Jason Isbell and the 400 Unit
Location: Muscle Shoals, AL
Website: http://myspace.com/jasonisbellmusic
Bio: For a comparatively brief moment in the mid-1960s, Muscle Shoals, Alabama was the unlikely
epicenter of a major American songwriting renaissance. Here are some of the ... (more)
names: Arthur Alexander,
Donnie Fritts, Eddie Hinton, Dan Penn, Spooner Oldham, O.C. Smith, Joe South, Tony Joe White. Toss Bobbie
Gentry into that mix, on style if not geography, and the list is not complete, regardless.
Style matters, for in those turbulent times these writers and their collaborators fused the vocal
passion of African-American soul and gospel to an Anglo-Saxon storytelling tradition which goes back at least
to Beowulf: Tough, hard, passionate, unflinching songs, unrepentant in their sense of place and direct in their
stubborn Southernness.
That is a powerful pile of names to spade across the work of Jason Isbell, as his second solo album,
named for his band, is, well, only his second solo album. And he’s almost 30. It’s not simply that he lives in
Florence, Alabama, just outside Muscle Shoals, nor that he recorded Jason Isbell And The 400 Unit at the
famed FAME studio there. That guarantees nothing.
The songs will stand on their own.
The opening “Seven-Mile Island” manages simultaneously to evoke the long-ago sounds of Traffic
(who have their own Muscle Shoals connection) and to serve as an oblique eulogy to the regionally famous
harmonica player Topper Price, and yet it’s about a failed father, a birthing mother, an island on which
banished Native Americans congregated, a place where Jason and his dad used to go to collect arrowheads. All
of those things said eloquently in just over four minutes, and there are layers unexamined by that long
sentence.
That’s the only song that sounds just like that, says those things (“Good,” for example, has the rock
urgency of Big Star, “No Choice In The Matter” is classic soul, complete with horns), though they all come
from deep within Isbell, no matter how far he distances himself, no matter that “Soldiers Get Strange” is
mostly his imagination at work trying to make sense of how those returning from Iraq and Afghanistan feel.
No matter that “Cigarettes And Wine” claims, midway through painting a very direct vignette, “I know that
ain't much of a line/But it's the Gods' own truth.”
That’s enough. Leave the songs to be found, to talk for themselves. But let Jason explain, just a bit. “I
always say that writing a song, first and foremost, to me, is a way of teaching myself how I feel about
something,” he says. “And that’s the purpose it serves, really, more than anything else.”
But the last thing Jason says about his new record is this: “I want it to be known that it’s a band
record. I want it to be known that it’s something we all did together.

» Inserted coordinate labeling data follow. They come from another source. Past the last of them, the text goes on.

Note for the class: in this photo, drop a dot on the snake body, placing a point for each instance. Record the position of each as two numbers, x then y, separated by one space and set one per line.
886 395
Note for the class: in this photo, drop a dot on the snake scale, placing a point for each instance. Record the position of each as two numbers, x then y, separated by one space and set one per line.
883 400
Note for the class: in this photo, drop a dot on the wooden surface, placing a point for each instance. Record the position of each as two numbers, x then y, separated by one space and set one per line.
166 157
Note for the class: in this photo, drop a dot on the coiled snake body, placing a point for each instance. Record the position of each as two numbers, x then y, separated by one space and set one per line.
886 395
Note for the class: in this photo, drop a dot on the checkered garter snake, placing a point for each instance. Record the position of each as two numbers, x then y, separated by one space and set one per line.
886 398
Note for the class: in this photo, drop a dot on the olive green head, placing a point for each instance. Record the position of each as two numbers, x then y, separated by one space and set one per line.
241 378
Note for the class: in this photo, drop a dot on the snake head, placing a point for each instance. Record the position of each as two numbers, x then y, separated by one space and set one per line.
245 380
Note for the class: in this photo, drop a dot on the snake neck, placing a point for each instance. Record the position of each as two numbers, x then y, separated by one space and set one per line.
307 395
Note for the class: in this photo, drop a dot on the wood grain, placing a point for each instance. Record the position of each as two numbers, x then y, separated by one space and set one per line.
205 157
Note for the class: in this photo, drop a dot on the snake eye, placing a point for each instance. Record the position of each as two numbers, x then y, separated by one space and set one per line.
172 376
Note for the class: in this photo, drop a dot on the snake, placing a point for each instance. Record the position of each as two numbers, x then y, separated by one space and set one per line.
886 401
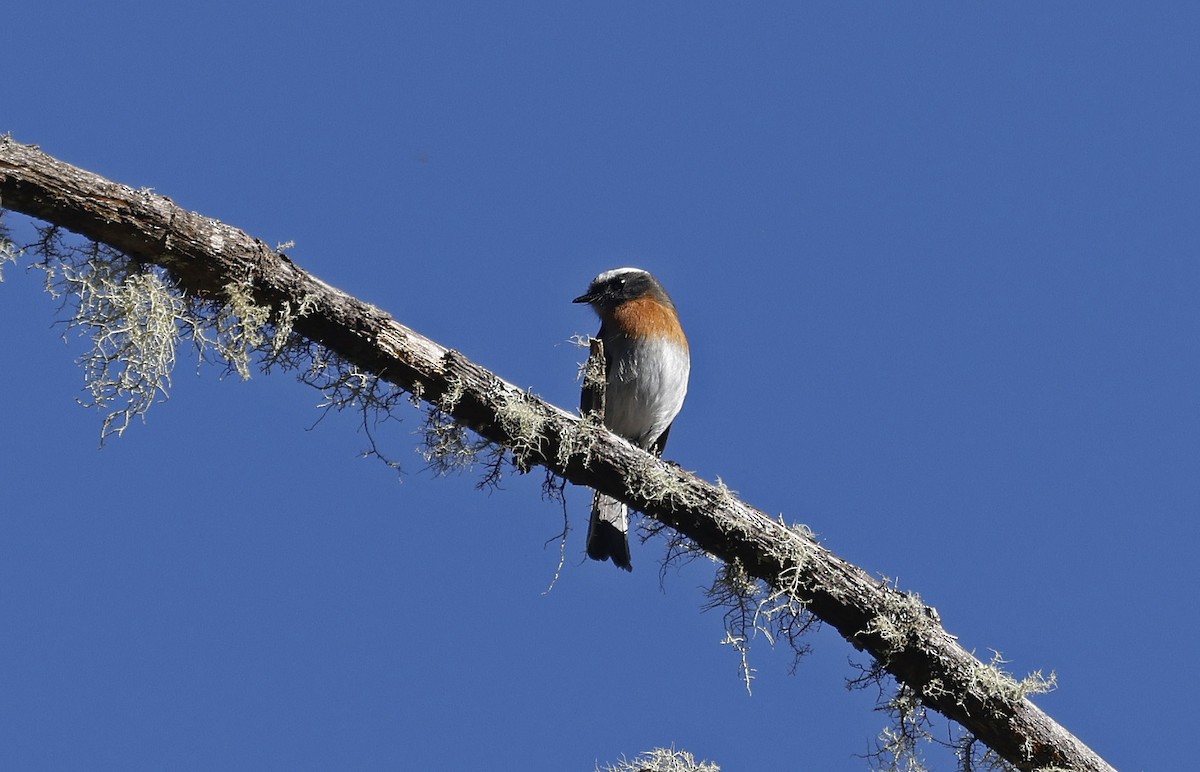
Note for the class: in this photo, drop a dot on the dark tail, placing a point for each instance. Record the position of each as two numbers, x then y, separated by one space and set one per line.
609 532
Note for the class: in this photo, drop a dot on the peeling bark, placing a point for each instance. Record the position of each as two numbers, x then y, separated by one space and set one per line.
203 256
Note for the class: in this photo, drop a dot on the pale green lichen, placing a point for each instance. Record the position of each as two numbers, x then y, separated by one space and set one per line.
1001 684
661 760
522 420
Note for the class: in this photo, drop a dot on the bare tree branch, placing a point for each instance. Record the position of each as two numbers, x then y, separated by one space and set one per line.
901 634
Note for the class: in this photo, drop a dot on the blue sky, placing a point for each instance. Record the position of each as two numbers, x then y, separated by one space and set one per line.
939 268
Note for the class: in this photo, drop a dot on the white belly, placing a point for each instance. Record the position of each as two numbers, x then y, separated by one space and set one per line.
647 382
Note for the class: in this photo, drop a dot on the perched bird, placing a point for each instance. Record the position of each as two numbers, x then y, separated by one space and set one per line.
647 365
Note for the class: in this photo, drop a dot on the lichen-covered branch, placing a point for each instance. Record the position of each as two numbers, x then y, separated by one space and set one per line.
205 257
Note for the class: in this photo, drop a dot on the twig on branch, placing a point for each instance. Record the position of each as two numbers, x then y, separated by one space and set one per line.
903 635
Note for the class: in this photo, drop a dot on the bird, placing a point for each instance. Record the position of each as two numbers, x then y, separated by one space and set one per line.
647 363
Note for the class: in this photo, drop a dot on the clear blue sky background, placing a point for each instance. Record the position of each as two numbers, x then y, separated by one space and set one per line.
939 265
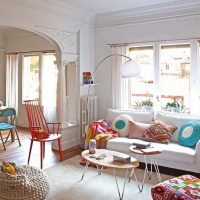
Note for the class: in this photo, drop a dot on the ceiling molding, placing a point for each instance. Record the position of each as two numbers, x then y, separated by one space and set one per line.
162 11
58 9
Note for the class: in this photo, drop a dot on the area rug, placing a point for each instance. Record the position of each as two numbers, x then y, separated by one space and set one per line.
66 185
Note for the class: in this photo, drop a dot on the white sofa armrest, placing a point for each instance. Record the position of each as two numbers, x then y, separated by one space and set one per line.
197 150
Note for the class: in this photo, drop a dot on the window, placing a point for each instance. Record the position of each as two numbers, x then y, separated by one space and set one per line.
142 87
169 77
175 77
31 79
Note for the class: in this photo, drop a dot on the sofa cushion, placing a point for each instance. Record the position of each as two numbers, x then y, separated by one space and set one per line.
159 132
176 120
189 134
172 151
138 116
137 130
121 125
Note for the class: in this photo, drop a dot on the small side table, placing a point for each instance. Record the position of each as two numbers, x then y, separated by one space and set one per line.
151 153
109 163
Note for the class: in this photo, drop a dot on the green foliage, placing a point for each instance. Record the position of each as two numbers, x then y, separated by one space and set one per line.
175 105
144 105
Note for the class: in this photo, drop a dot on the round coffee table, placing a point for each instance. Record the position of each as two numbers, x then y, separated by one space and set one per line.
103 158
151 153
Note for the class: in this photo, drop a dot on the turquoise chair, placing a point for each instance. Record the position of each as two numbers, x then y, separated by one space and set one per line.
10 113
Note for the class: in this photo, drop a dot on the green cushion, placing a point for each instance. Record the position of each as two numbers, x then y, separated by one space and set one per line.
189 134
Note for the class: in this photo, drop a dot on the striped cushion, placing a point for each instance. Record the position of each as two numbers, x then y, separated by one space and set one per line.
159 132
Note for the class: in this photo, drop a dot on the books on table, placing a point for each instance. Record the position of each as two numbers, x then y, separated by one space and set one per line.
141 144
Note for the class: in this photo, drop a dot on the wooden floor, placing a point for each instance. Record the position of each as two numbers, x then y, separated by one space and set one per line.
19 154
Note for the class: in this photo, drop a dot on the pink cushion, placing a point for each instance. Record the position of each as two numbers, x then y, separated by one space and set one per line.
137 130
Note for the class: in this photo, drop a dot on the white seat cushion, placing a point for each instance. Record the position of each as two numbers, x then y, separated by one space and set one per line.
172 151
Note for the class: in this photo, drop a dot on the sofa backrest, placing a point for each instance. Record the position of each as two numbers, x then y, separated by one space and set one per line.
138 116
176 120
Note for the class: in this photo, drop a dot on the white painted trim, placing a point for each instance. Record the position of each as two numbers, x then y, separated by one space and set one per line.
56 8
148 14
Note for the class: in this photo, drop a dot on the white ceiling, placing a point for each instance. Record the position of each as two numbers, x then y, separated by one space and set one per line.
101 6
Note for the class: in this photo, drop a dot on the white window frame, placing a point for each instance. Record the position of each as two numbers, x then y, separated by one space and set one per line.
194 71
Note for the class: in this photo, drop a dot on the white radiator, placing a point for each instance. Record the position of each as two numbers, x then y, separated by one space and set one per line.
88 111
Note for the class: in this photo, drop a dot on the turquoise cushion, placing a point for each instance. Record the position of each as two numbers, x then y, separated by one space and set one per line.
189 134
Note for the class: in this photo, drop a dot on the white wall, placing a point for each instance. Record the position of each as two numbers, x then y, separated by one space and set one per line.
2 66
169 29
61 24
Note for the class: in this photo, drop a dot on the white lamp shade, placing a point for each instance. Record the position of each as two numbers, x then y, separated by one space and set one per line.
130 69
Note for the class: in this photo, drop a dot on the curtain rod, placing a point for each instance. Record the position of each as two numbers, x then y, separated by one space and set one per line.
30 52
133 43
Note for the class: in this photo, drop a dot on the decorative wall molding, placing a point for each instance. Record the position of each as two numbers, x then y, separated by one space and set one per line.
161 11
67 41
56 8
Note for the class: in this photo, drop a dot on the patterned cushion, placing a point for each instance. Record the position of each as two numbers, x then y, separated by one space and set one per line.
185 187
189 134
137 130
159 132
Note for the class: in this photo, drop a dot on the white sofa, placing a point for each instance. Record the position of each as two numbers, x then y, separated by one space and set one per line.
173 155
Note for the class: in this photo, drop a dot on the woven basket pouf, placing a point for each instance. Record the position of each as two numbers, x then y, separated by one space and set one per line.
29 183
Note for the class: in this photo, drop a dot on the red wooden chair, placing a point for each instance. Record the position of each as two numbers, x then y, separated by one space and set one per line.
41 131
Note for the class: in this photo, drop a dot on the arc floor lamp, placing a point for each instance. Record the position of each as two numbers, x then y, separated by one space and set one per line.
129 68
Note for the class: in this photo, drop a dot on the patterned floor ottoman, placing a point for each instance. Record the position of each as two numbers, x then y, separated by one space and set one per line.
29 183
184 187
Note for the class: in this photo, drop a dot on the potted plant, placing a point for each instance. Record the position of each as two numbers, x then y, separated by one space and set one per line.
144 105
175 105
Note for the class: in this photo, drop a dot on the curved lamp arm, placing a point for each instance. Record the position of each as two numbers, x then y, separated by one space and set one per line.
109 57
129 69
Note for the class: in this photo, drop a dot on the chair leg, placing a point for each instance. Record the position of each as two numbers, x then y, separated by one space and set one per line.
41 155
7 137
17 137
59 147
43 149
2 141
29 155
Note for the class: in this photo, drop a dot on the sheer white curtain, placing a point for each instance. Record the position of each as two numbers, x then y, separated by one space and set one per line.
49 86
120 94
12 80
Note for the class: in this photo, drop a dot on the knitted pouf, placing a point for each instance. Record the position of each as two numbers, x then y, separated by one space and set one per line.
29 183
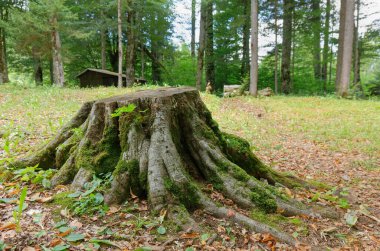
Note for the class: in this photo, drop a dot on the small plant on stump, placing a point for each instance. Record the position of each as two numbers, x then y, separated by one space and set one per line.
164 145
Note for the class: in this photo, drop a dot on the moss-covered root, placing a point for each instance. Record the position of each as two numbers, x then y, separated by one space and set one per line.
45 156
222 212
238 151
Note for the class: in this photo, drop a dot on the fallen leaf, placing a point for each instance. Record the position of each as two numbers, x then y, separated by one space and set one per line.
230 213
192 235
55 242
8 225
65 213
113 210
28 249
45 199
75 224
67 232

Even though I wrote the songs, it was a
very inclusive project.”
Meet the band, then. Keyboard player Derry deBorja comes from the Baltimore area, and matriculated
into the 400 Unit from a stint in Son Volt, which is where Jason met him. Guitarist Browan Lollar turned up at
party, turns out to have just the right knack for Jason’s songs. And bassist Jimbo Hart? “He’s from Sheffield,”

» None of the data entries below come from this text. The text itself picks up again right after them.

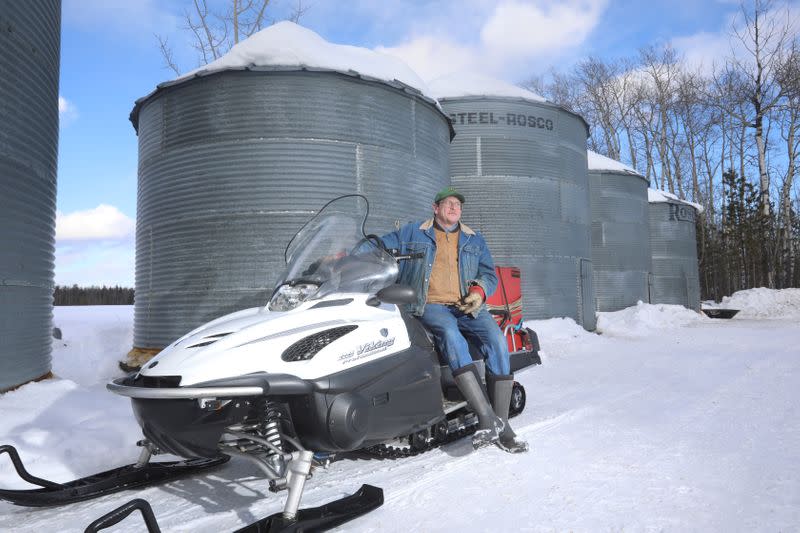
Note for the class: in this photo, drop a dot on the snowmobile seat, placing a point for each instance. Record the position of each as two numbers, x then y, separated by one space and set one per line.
422 336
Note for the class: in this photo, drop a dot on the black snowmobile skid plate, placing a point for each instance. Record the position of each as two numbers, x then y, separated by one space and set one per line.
322 518
125 477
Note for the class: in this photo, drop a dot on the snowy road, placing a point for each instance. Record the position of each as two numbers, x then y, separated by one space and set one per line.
692 427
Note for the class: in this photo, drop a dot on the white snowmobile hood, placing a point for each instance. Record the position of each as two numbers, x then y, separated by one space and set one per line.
253 340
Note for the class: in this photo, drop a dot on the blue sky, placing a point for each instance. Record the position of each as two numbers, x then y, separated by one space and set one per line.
110 58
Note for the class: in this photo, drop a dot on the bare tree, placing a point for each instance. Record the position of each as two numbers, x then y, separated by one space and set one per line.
789 78
215 31
765 36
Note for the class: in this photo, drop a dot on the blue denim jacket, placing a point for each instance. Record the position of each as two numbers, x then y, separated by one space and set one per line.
474 260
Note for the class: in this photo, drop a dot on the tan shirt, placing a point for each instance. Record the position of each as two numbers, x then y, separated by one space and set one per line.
445 287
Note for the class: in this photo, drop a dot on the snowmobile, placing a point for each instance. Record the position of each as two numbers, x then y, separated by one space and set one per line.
332 365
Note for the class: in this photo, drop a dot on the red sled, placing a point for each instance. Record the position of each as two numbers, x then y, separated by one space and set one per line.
506 307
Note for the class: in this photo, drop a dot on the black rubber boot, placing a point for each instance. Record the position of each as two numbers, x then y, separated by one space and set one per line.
500 388
489 425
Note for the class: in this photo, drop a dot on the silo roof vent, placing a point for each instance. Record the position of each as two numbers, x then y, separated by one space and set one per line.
287 44
469 84
655 196
598 162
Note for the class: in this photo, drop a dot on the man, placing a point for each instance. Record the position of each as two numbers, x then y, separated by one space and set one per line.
452 283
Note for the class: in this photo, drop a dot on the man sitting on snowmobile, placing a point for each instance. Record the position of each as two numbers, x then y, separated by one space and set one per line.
452 284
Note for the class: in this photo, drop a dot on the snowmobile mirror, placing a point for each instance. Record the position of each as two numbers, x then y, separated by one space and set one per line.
397 294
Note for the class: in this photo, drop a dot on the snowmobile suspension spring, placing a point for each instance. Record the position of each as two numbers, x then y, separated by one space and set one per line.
271 431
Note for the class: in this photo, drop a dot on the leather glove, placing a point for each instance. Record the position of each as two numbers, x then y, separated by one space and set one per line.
472 301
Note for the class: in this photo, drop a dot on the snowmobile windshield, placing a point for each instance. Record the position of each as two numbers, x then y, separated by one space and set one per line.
332 254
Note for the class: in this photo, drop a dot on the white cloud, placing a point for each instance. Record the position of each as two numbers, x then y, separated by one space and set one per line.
523 29
67 112
103 223
95 263
508 37
138 18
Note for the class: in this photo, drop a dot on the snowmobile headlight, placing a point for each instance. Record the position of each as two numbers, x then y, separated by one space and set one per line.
287 297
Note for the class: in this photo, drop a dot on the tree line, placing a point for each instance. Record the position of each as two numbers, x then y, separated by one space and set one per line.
93 295
725 136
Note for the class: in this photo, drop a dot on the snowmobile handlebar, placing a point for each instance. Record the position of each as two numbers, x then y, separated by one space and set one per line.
402 257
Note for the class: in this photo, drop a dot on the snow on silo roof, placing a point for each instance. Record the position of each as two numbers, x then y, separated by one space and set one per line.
286 44
469 84
600 162
655 196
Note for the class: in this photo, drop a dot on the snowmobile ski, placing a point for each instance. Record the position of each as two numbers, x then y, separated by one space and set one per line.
110 481
116 516
322 518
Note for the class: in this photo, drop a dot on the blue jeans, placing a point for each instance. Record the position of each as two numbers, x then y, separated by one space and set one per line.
450 327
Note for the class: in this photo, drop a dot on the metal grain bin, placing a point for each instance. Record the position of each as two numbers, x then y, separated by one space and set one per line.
30 38
232 163
673 240
620 234
521 164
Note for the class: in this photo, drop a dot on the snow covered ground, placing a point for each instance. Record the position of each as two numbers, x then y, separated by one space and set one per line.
665 421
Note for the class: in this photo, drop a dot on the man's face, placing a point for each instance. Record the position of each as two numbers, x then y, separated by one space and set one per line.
447 212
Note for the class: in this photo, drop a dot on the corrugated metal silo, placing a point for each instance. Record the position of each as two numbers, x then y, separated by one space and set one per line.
232 163
620 234
521 163
30 39
673 239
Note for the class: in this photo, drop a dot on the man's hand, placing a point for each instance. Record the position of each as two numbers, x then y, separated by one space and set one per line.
472 301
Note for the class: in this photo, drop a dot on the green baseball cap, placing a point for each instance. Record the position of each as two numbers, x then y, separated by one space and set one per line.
446 192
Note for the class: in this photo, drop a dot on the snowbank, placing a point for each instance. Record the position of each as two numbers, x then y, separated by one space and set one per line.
643 319
286 44
94 339
658 196
469 84
600 162
764 303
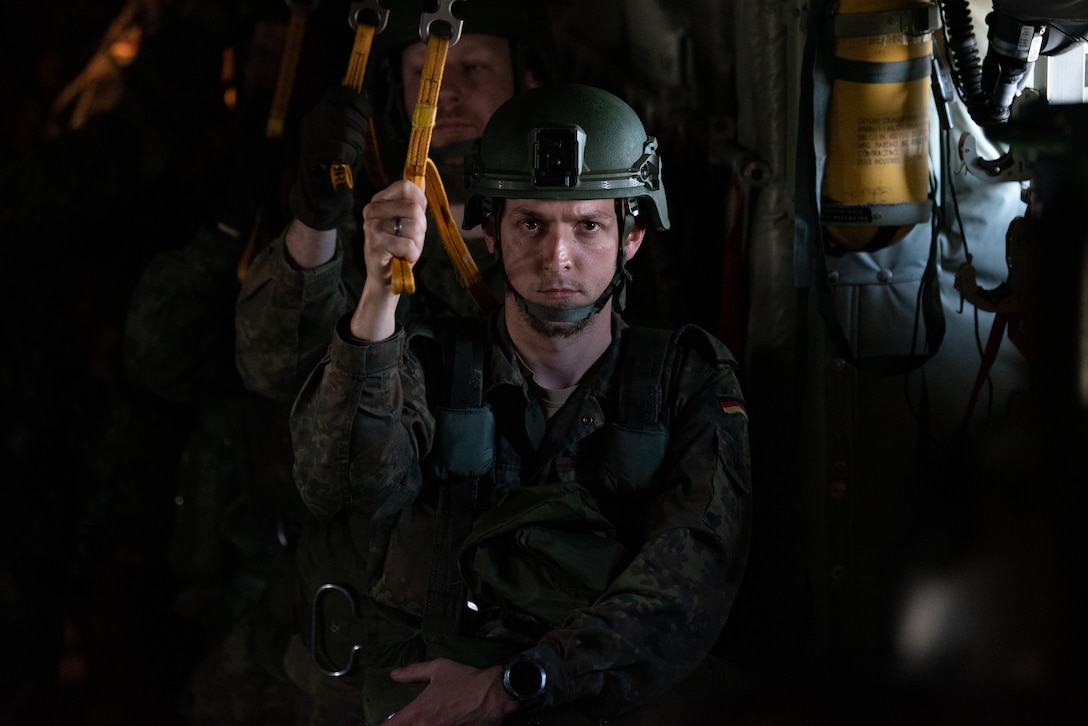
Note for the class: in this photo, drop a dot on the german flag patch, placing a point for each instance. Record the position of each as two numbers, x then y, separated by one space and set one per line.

Jason says. “I’ve known him since I was 16. My first image of Jimbo is him marching in a uniform playing bass
with this huge kid behind him pushing his amp trying to keep up.”
It was also a much more coherent recording process than the four years it took to stitch together his
2007 debut, Sirens Of The Ditch (New West). They spent a week cutting tracks at FAME, went on the road for
a week, came back and spent another week finishing up. And it’s clear from the credits that the 400 Unit
made this album, together. They produced it, with Centromatic/South San Gabriel drummer Matt Pence both
on the kit and behind the mixing board. Simple enough.

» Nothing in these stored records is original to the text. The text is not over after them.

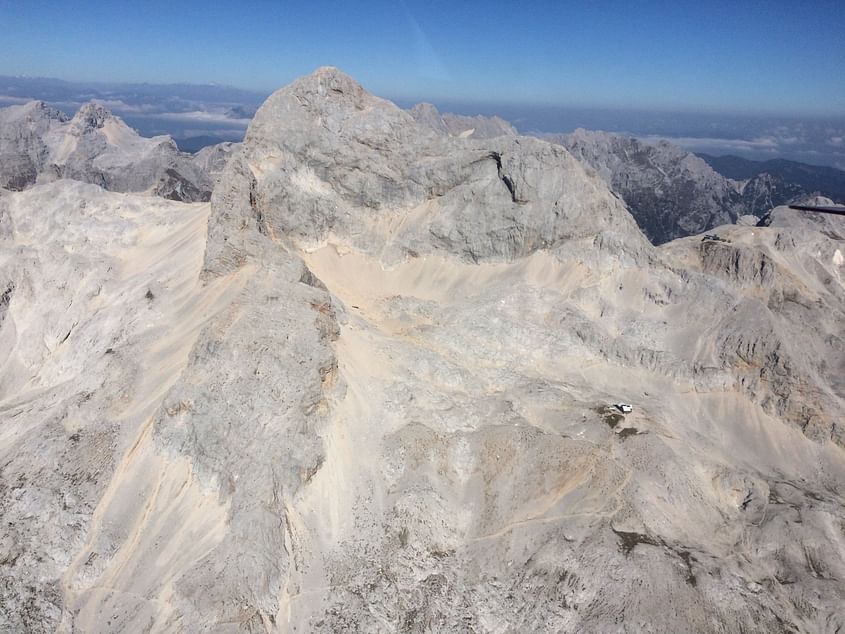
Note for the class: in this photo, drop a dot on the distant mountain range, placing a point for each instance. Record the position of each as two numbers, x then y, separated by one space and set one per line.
827 180
40 144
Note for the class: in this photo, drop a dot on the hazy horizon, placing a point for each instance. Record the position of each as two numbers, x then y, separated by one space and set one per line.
774 57
197 114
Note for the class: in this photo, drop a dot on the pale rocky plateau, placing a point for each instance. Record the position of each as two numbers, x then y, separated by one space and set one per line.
370 387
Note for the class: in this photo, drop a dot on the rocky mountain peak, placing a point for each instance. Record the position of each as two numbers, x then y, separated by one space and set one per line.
91 116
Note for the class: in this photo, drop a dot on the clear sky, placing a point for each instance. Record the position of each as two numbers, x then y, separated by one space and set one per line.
775 56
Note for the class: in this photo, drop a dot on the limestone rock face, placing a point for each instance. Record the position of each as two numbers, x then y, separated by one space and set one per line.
371 388
671 192
477 127
40 144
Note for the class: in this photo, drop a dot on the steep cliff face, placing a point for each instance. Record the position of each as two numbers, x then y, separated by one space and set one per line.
673 193
371 387
40 144
670 192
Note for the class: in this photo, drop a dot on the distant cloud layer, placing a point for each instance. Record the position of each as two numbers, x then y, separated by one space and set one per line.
223 113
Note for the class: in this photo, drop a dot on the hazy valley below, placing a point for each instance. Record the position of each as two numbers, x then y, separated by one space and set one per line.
363 369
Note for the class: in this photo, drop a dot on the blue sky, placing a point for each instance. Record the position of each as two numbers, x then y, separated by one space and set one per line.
742 56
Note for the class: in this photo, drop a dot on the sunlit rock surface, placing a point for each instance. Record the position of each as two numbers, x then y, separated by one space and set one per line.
370 387
40 144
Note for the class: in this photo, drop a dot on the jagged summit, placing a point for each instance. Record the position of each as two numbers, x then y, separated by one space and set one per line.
323 157
372 387
39 143
92 116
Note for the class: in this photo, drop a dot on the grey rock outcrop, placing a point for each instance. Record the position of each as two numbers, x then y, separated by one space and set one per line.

Here’s the story of the band name, because it’s a good story and deserves telling, and the telling says
what needs finishing here. Jason begins, “There is a mental treatment facility here in Florence called The 400
Unit. About once a week they would drive downtown and take, I guess, the six or eight healthiest people in
the facility and let ‘em go downtown. Give ‘em all like $15 apiece to go get some lunch. You’d immediately
recognize who it was and why they were there; they all had nametags on, saying kinda strange stuff to
everybody. And trying to get a sandwich at the same time.
“When I started thinking about a band, and how we get to a new town and everybody gets $15 and
gets out of the van, goes out and tries to get a sandwich, it kinda reminded me of that.”
Yeah, it’s a sad record, but he’s laughing. And it’s a good sound, all around.